Multi-Tenant Data Isolation

User Intent

"How do I isolate data for multiple tenants/users in my SaaS application?"

Operation

Concept: Per-user data isolation within a single Graphlit project SDK Method: createUser() + userId parameter in client initialization Use Case: SaaS applications with multiple users/tenants

Multi-Tenant Pattern (Recommended)

Strategy: Per-User Scoping in Single Project

Graphlit supports multi-tenancy by creating users within your project and scoping SDK operations to each user.

import { Graphlit, Types } from 'graphlit-client';

// 1. Admin client (no user scoping) for user management
const adminClient = new Graphlit({
  organizationId: process.env.GRAPHLIT_ORGANIZATION_ID!,
  environmentId: process.env.GRAPHLIT_ENVIRONMENT_ID!,
  jwtSecret: process.env.GRAPHLIT_JWT_SECRET!,
});

// 2. When a user signs up (e.g., via Clerk, Supabase, Auth0)
async function onUserSignUp(authUser: { id: string; name: string; email: string }) {
  // Create user in Graphlit (maps to your auth provider's user)
  const user = await adminClient.createUser({
    name: authUser.name,
    identifier: authUser.id,  // Your auth provider's user ID (Clerk, Supabase, etc.)
    type: Types.UserTypes.Human,
  });
  
  // Store user.createUser.id in your database alongside auth user
  await db.users.update(authUser.id, {
    graphlitUserId: user.createUser.id
  });
}

// 3. On each user request, create scoped client
async function handleUserRequest(authUserId: string, request: any) {
  // Get Graphlit user ID from your database
  const graphlitUserId = await db.users.getGraphlitUserId(authUserId);
  
  // Create user-scoped client
  const userClient = new Graphlit({
    organizationId: process.env.GRAPHLIT_ORGANIZATION_ID!,
    environmentId: process.env.GRAPHLIT_ENVIRONMENT_ID!,
    jwtSecret: process.env.GRAPHLIT_JWT_SECRET!,
    userId: graphlitUserId,  // ← ALL operations now scoped to this user
  });
  
  // All content, conversations, and feeds are automatically isolated
  const results = await userClient.queryContents({
    filter: { search: request.query },
  });
  
  return results;  // Only returns this user's content
}

What Gets Scoped?

When you pass userId to the Graphlit client:

User-Scoped (Isolated per User):

• ✅ Content - Documents, files, web pages ingested by this user

• ✅ Conversations - Chat history and AI interactions

• ✅ Feeds - Connected data sources (Slack, Gmail, etc.)

Project-Scoped (Shared Across Users):

• 📋 Specifications - AI model configurations

• 📋 Workflows - Content processing pipelines

This means you define AI models and workflows once at the project level, and each user gets isolated data automatically.

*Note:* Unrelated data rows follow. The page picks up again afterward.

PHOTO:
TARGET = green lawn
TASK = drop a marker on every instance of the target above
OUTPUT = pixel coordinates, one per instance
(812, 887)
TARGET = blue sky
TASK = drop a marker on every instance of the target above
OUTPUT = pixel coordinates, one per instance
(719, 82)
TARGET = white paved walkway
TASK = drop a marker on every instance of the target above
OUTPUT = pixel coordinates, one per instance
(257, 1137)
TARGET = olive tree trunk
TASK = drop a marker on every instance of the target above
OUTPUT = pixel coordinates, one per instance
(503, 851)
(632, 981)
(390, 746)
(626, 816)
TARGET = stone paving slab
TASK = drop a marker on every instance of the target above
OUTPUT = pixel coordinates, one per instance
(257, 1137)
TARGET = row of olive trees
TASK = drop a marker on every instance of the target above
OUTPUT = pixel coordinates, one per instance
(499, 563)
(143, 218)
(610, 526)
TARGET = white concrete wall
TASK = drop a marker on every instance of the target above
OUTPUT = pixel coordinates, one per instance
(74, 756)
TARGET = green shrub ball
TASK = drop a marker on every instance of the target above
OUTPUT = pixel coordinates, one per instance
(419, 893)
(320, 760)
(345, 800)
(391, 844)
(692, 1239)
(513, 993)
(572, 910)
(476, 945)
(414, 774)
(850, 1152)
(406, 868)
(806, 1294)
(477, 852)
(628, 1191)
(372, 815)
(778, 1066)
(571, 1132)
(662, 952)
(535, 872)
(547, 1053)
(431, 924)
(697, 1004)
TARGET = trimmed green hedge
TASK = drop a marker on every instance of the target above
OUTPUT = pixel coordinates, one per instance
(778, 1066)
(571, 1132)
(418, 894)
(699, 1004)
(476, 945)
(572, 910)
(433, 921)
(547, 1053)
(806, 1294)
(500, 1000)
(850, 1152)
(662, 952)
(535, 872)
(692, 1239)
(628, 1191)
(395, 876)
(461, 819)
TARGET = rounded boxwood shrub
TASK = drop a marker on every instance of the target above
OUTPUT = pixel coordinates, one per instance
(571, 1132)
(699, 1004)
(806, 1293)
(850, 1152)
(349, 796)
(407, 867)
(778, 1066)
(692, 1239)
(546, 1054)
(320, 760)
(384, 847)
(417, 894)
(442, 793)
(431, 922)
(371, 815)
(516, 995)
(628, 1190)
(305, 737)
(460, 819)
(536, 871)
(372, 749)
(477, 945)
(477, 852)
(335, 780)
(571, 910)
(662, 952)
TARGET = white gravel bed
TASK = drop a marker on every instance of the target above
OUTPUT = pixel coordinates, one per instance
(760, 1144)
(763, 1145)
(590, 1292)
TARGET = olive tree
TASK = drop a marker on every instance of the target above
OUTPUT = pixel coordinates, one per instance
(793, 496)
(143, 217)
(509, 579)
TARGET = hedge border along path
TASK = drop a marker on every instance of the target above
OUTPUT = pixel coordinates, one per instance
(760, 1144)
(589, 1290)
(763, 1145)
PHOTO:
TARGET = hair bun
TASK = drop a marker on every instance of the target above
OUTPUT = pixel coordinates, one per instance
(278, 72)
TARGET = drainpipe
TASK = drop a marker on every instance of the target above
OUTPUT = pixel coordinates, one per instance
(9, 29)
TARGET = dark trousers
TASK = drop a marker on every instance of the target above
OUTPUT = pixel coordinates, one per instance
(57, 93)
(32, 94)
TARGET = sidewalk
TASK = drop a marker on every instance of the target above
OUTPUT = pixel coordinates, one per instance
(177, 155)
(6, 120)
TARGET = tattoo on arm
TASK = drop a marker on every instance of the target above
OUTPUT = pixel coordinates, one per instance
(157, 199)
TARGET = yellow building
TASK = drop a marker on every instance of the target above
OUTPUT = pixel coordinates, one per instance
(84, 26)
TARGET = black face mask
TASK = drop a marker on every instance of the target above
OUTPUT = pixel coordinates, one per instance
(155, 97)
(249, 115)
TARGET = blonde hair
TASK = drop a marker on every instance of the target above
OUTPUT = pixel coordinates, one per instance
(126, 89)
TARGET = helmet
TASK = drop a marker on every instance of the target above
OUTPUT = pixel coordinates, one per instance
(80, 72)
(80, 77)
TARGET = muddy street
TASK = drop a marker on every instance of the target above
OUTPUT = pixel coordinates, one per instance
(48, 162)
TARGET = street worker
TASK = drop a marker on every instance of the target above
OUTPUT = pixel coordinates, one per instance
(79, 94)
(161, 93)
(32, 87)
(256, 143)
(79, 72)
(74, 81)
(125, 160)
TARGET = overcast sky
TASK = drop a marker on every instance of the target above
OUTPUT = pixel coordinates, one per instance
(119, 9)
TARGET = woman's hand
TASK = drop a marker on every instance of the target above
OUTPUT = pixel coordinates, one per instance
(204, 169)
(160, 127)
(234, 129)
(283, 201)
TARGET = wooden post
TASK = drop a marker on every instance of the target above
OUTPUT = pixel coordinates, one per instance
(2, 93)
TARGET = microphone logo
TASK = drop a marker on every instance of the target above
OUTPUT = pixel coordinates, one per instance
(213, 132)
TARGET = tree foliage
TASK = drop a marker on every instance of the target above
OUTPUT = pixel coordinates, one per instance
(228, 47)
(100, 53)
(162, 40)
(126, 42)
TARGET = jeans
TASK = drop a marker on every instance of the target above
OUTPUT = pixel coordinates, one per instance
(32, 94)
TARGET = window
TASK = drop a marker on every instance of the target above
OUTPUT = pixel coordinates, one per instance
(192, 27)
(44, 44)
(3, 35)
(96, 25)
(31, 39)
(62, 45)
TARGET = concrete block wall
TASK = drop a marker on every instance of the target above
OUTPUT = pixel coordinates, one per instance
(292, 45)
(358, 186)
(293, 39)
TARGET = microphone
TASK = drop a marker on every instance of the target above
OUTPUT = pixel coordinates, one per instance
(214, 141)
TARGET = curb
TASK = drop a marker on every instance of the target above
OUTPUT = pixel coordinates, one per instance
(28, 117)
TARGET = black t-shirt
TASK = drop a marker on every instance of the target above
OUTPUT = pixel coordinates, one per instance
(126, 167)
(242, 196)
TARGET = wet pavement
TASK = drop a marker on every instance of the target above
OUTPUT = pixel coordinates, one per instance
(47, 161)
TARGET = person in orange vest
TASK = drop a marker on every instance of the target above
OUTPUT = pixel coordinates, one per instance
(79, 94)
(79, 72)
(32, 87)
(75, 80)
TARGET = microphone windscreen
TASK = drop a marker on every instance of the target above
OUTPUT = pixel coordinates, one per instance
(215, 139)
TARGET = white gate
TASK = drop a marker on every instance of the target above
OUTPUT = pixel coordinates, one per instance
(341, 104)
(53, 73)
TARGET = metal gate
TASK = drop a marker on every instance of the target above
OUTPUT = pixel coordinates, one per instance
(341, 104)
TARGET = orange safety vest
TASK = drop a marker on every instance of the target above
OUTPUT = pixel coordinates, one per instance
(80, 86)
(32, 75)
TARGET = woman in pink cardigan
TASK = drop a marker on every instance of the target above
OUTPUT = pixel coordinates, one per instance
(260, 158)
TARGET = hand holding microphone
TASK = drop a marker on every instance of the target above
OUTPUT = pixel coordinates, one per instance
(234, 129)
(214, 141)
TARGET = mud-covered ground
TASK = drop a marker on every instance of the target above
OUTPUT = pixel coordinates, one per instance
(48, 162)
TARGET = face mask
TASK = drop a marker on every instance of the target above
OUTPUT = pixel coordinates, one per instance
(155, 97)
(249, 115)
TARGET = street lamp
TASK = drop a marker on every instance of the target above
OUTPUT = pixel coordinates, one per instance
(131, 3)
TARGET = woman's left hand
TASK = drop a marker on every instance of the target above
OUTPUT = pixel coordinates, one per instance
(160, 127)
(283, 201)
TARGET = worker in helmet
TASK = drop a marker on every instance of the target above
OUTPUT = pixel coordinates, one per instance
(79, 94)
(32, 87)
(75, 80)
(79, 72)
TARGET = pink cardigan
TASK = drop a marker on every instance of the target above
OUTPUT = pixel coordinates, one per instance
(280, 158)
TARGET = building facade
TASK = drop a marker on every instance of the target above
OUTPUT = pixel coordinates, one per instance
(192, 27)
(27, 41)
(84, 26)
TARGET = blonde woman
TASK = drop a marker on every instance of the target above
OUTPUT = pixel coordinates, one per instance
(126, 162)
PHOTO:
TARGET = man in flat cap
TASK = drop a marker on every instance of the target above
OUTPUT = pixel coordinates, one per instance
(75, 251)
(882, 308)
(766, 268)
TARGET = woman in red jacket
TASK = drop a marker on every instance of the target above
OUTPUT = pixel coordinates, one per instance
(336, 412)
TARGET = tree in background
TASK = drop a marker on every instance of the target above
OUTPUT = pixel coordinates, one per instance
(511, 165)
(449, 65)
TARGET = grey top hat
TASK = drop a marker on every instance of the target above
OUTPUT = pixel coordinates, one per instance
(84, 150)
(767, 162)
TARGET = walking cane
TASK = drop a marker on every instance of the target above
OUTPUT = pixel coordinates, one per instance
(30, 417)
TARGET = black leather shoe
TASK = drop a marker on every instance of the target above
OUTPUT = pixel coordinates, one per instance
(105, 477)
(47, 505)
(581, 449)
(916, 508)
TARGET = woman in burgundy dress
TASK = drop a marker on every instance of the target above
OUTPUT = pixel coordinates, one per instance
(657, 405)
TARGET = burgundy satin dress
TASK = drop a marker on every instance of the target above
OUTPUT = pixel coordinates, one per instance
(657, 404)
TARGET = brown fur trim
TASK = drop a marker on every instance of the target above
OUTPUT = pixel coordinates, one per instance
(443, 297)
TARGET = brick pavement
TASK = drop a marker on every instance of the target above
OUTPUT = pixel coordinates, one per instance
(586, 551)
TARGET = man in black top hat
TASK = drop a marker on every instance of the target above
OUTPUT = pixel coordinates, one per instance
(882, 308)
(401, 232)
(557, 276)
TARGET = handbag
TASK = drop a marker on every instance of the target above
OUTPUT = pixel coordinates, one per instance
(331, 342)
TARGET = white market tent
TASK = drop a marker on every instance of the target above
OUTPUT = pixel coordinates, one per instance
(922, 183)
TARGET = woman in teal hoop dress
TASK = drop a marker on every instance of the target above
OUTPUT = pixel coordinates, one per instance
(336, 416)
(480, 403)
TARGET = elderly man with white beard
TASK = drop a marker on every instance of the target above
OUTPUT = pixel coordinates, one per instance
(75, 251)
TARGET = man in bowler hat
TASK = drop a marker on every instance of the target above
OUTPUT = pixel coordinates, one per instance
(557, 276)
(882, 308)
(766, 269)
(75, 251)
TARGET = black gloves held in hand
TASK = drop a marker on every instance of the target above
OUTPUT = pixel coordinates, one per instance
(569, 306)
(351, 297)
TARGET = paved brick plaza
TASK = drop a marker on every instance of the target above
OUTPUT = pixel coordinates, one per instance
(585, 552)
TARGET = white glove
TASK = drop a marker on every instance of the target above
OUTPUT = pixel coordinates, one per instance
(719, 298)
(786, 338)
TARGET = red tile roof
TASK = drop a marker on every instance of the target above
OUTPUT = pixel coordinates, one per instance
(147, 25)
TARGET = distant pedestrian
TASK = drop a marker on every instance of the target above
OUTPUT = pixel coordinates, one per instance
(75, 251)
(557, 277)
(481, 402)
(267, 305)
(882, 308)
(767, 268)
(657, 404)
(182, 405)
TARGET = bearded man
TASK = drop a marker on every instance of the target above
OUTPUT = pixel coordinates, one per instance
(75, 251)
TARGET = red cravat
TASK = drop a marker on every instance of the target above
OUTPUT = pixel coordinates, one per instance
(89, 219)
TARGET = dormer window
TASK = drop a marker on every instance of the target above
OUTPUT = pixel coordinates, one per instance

Complete Example: Multi-Tenant SaaS

Multi-Tenant Benefits

Complete Data Isolation: Each user's content/conversations/feeds are isolated Single Project Management: One project, shared specifications/workflows Scalable: Thousands of users per project Auth Integration: Works with Clerk, Supabase, Auth0, custom auth Usage Tracking: Per-user usage tracking available

Implementation Checklist

• Create admin Graphlit client for user management

• On user signup: createUser() with identifier from auth provider

• Store Graphlit userId in your database alongside auth user

• On each request: Create user-scoped client with userId parameter

• All content/conversation/feed operations automatically isolated

• Share specifications and workflows across all users (project-level)

Alternative: Legacy ownerId (Deprecated)

The legacy ownerId parameter is still supported but deprecated. Use userId for new applications.